Methods Inf Med 2004; 43(05): 439-444
DOI: 10.1055/s-0038-1633894
Original Article
Schattauer GmbH

Penalized Binary Regression for Gene Expression Profiling

Michae G. Schimek
1   Medical University of Graz, Institute for Medical Informatics, Statistics and Documentation, Graz, Austria
› Author Affiliations
Further Information

Publication History

Publication Date:
05 February 2018 (online)

Summary

Objectives: A typical bioinformatics task in microarray analysis is the classification of biological samples into two alternative categories. A procedure is needed which, based on the expression levels measured, allows us to compute the probability that a new sample belongs to a certain class.

Methods: For the purpose of classification the statistical approach of binary regression is considered. High-dimensionality and at the same time small sample sizes make it a challenging task. Standard logit or probit regression fails because of condition problems and poor predictive performance. The concepts of frequentist and of Bayesian penalization for binary regression are introduced. A Bayesian interpretation of the penalized log-likelihood is given. Finally the role of cross-validation for regularization and feature selection is discussed.

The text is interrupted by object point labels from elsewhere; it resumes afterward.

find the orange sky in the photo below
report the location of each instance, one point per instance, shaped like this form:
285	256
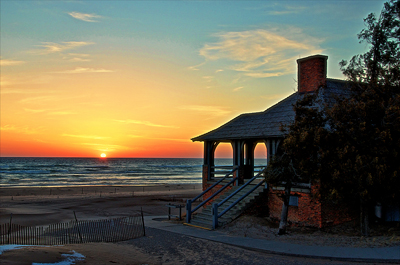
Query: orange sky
141	78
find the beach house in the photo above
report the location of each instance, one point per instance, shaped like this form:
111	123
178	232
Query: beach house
228	191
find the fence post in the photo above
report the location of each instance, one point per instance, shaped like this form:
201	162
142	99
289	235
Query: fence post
188	210
144	229
215	215
9	229
77	227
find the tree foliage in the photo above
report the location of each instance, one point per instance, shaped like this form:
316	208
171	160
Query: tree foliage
353	148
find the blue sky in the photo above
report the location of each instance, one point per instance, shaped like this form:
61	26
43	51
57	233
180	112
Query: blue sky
183	67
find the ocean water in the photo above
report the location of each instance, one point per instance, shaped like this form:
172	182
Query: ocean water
51	172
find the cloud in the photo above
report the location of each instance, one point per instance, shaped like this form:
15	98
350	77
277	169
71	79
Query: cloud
62	113
6	62
94	137
39	99
84	17
35	110
81	70
23	91
262	53
195	67
212	111
18	129
107	147
275	96
52	47
147	123
285	10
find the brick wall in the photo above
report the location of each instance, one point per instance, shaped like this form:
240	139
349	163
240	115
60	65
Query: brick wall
311	73
310	210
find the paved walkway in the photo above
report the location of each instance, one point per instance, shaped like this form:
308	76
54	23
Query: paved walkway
385	254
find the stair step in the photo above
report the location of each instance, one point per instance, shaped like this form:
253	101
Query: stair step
205	218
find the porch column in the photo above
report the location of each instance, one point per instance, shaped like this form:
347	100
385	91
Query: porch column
272	148
238	159
208	163
249	167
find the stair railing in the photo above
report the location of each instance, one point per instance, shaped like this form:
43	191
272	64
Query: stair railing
215	206
189	210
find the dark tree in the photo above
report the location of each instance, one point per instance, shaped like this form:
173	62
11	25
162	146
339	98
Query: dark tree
353	148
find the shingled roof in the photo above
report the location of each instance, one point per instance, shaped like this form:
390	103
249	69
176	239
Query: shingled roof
266	124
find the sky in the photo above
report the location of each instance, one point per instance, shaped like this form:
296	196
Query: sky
141	78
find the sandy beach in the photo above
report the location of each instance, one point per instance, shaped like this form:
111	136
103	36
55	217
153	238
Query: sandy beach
48	205
37	206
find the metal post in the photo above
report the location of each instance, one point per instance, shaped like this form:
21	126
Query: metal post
144	229
77	227
188	210
215	215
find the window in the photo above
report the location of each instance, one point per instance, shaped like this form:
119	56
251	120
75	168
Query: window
294	201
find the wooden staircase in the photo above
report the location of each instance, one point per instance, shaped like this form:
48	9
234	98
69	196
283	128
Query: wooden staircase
204	219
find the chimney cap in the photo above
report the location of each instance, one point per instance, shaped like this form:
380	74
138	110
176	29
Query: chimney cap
312	57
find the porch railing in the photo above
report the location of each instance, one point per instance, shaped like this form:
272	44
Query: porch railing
215	206
189	210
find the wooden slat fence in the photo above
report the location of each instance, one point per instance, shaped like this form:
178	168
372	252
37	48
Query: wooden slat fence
73	232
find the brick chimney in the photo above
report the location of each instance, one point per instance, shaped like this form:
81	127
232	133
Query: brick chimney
311	73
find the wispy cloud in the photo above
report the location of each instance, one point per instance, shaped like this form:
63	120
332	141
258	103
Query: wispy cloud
212	111
94	137
164	139
6	62
19	129
39	99
35	110
52	47
23	91
147	123
62	113
275	96
280	10
107	147
262	53
195	67
82	70
84	17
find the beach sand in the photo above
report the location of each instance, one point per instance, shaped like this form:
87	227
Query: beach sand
47	205
43	206
37	206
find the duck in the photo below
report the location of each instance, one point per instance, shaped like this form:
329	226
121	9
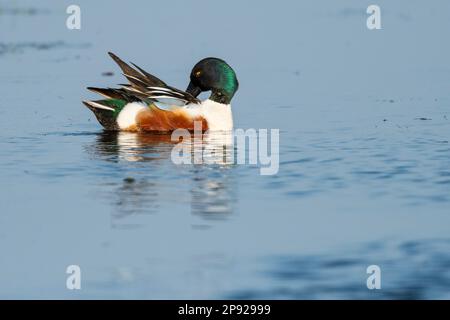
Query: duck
148	104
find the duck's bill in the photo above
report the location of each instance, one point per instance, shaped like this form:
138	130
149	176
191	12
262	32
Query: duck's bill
193	89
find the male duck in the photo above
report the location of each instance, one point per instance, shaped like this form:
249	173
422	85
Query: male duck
149	104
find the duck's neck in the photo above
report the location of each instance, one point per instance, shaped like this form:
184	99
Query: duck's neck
221	96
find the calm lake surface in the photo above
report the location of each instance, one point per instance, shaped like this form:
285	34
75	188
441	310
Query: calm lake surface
364	175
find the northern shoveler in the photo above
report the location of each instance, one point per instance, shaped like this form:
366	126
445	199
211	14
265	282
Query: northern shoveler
149	104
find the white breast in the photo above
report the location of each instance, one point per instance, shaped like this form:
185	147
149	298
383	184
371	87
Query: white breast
218	115
127	117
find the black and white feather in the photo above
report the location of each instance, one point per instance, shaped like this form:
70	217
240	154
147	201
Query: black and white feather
144	86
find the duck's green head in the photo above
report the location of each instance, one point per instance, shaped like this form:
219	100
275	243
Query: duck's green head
215	75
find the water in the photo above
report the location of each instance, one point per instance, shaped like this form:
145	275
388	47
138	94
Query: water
364	154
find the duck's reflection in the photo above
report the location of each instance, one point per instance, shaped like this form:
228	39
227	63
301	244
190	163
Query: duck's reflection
156	181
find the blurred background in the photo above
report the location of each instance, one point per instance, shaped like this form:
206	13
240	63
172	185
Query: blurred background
364	153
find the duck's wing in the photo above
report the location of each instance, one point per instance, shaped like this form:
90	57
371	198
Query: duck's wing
146	87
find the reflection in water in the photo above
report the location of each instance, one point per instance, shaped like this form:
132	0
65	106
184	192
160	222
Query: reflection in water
409	270
148	158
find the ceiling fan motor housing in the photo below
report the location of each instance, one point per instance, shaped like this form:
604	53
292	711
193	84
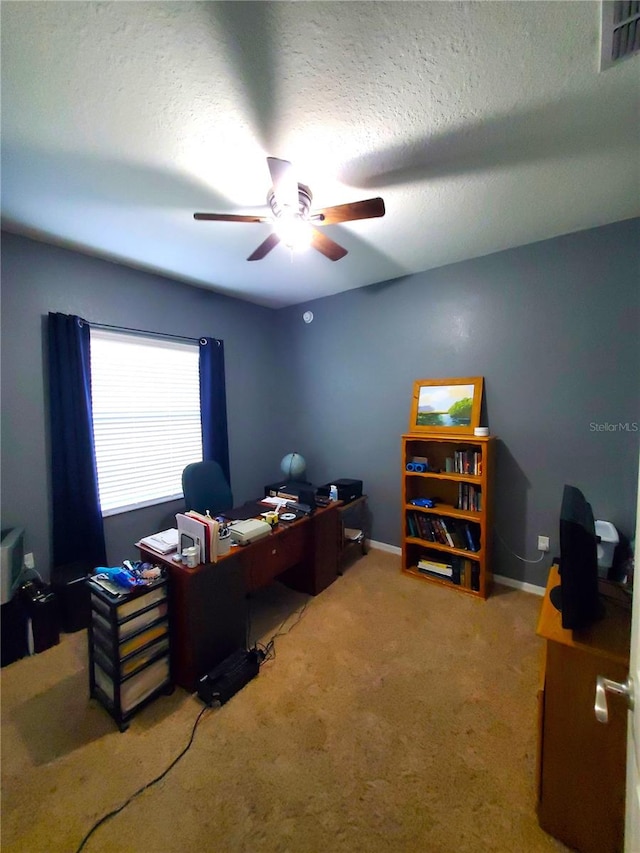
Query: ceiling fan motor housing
304	203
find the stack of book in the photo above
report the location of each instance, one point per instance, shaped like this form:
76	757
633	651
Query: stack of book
468	462
162	543
455	533
458	570
201	531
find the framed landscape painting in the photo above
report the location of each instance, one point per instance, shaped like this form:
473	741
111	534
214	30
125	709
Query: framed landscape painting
446	405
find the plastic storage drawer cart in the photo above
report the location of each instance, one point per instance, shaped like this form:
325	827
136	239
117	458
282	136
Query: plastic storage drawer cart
129	644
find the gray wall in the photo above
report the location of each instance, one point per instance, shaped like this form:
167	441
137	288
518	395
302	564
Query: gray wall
552	327
36	279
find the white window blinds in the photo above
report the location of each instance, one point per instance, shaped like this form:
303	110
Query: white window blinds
146	417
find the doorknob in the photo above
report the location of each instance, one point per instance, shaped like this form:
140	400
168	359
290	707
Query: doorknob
605	684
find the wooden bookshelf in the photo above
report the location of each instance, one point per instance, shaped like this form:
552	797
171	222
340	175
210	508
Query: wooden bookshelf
456	533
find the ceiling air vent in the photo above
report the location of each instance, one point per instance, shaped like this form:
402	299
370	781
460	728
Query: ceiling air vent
620	37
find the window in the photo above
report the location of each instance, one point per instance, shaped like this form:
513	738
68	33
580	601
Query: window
146	417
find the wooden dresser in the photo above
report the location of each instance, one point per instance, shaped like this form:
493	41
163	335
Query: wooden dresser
581	762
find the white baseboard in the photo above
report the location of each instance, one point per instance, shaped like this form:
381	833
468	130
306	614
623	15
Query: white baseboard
502	579
521	585
382	546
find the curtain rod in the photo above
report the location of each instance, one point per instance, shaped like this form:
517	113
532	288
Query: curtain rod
147	332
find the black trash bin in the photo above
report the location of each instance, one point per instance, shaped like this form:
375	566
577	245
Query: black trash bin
42	612
13	625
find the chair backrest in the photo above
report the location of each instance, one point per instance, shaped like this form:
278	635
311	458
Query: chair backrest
205	488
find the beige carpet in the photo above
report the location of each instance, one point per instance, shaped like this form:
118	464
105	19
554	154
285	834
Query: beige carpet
396	716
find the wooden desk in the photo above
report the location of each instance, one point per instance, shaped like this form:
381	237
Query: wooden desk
581	762
208	603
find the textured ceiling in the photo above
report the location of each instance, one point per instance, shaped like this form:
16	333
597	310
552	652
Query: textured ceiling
483	126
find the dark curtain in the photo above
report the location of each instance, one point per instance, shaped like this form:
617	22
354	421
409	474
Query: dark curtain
78	532
213	404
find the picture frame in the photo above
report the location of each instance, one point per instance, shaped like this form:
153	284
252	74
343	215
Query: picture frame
446	405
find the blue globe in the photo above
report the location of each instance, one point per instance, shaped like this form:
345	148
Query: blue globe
293	466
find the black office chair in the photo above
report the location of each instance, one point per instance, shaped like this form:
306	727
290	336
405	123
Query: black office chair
205	488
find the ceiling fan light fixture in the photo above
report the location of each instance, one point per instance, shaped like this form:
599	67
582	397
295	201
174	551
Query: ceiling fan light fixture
293	231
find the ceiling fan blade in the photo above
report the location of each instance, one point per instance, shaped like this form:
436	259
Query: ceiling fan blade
229	217
265	247
328	247
367	209
285	185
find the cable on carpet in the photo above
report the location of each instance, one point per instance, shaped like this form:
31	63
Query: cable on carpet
268	651
106	817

Results: Penalization makes classical binary regression a suitable tool for microarray analysis. We illustrate penalized logit and Bayesian probit regression on a well-known data set and compare the obtained results, also with respect to published results from decision trees.

Conclusions: The frequentist and the Bayesian penalization concept work equally well on the example data, however some method-specific differences can be made out. Moreover the Bayesian approach yields a quantification (posterior probabilities) of the bias due to the constraining assumptions.